Page MenuHomePhabricator

API uploads fatal with UploadChunkFileException: Error storing file in '/tmp' backend-fail-internal
Open, MediumPublicPRODUCTION ERROR

Description

Error

Request URL:
Request ID: INSERT_ID

message
UploadChunkFileException: Error storing file in '/tmp/phpYHAPWZ': backend-fail-internal; local-swift-codfw
trace
#0 /srv/mediawiki/php-1.34.0-wmf.14/includes/upload/UploadFromChunks.php(275): UploadFromChunks->outputChunk(string)
#1 /srv/mediawiki/php-1.34.0-wmf.14/includes/api/ApiUpload.php(226): UploadFromChunks->addChunk(string, integer, integer)
#2 /srv/mediawiki/php-1.34.0-wmf.14/includes/api/ApiUpload.php(132): ApiUpload->getChunkResult(array)
#3 /srv/mediawiki/php-1.34.0-wmf.14/includes/api/ApiUpload.php(104): ApiUpload->getContextResult()
#4 /srv/mediawiki/php-1.34.0-wmf.14/includes/api/ApiMain.php(1583): ApiUpload->execute()
#5 /srv/mediawiki/php-1.34.0-wmf.14/includes/api/ApiMain.php(531): ApiMain->executeAction()
#6 /srv/mediawiki/php-1.34.0-wmf.14/includes/api/ApiMain.php(502): ApiMain->executeActionWithErrorHandling()
#7 /srv/mediawiki/php-1.34.0-wmf.14/api.php(86): ApiMain->execute()
#8 /srv/mediawiki/w/api.php(3): require(string)
#9 {main}

Impact

Unknown. Special:NewFiles still shows new files being uploaded, so at least it’s not preventing all uploads.

Notes

From logstash:

  • New in 1.34-wmf.14.
  • Affects commons.wikimedia.org (naturally).
  • Seen several dozen times already in the short time it's been out.

Event Timeline

LarsWirzenius triaged this task as Unbreak Now! priority.Jul 17 2019, 3:55 PM
Cparle added a subscriber: fgiunchedi.
Cparle added a subscriber: Cparle.

@fgiunchedi I tagged you cos @Gilles is away and I dunno who else to ask about swift ...

:D afaik we've been working almost exclusively on js/ui stuff lately, so I don't think it's us

Adding SRE per SRE-swift-storage / @fgiunchedi

(There's no tag for the Infrastructure Foundations subteam of SRE is there?)

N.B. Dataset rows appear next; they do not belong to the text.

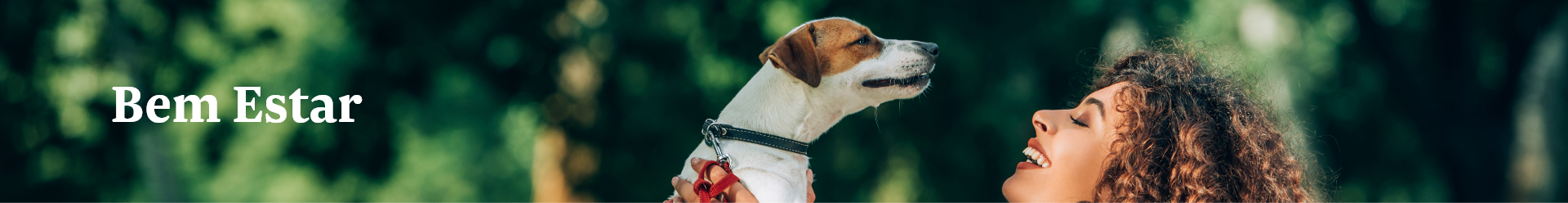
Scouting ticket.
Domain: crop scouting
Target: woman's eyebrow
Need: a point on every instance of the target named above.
(1099, 106)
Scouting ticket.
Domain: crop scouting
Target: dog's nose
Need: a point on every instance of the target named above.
(929, 47)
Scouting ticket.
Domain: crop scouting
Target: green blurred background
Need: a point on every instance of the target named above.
(1392, 102)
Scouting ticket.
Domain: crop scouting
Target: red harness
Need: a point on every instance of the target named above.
(707, 191)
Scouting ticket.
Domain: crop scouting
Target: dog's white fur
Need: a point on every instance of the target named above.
(777, 102)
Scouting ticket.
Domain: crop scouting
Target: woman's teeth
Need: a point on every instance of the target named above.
(1036, 158)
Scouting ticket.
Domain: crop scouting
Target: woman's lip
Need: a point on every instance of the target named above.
(1027, 165)
(1043, 155)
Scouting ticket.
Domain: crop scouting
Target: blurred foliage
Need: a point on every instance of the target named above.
(599, 102)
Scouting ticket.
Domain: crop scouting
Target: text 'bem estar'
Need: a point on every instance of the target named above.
(323, 114)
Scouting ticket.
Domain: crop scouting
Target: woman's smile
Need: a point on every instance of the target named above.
(1036, 156)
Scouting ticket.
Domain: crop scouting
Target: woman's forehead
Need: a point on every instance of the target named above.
(1107, 95)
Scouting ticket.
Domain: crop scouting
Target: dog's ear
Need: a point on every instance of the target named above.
(797, 54)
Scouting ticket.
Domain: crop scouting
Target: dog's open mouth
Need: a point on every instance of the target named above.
(901, 82)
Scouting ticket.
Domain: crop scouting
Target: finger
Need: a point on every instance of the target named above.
(811, 192)
(714, 174)
(684, 187)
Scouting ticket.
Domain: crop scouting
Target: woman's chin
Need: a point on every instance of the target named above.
(1026, 184)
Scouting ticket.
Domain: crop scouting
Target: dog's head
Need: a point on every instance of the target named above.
(843, 57)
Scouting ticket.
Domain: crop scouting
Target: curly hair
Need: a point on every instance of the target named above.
(1194, 136)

fgiunchedi lowered the priority of this task from Unbreak Now! to Medium.Jul 18 2019, 8:29 AM

The errors from UploadChunkFileException: https://logstash.wikimedia.org/goto/ce40b31903aa613bce0ec93c9934e5f4

Searching for local-swift-codfw on the same time period: https://logstash.wikimedia.org/goto/fe3047f68c4b368079d6845b0dfccbe9

There's a bunch of errors in this form over four minutes

2019-07-17T14:55:39	mw1230	ERROR	HTTP 401 (Unauthorized) in 'SwiftFileBackend::doStoreInternal' (given '{"async":false,"op":"store","src":"/tmp/phpYHAPWZ","dst":"mwstore://local-swift-codfw/local-temp/d/d3/16rd13foxoo4.7etxt1.2927633.jpg.1","headers":[],"overwrite":true}')

Which I believe are due to MW's authentication token to swift expiring, I'm not sure if there's logic to retry and refresh the auth in cases like this though. I doubt it is a newly introduced bug, thus I'm boldly setting priority to normal, not a train blocker IMHO.

@fgiunchedi If this is not blocking the train, please remove the train task from parent tasks.

mmodell changed the subtype of this task from "Task" to "Production Error".Aug 28 2019, 11:06 PM

This is a 1y+ production error still waiting to be investigated. There is some reason to suspect it might be infrastructure related, but before SRE can help here it will first need to be better understood and quantified what goes wrong in Swift (if indeed that's the case).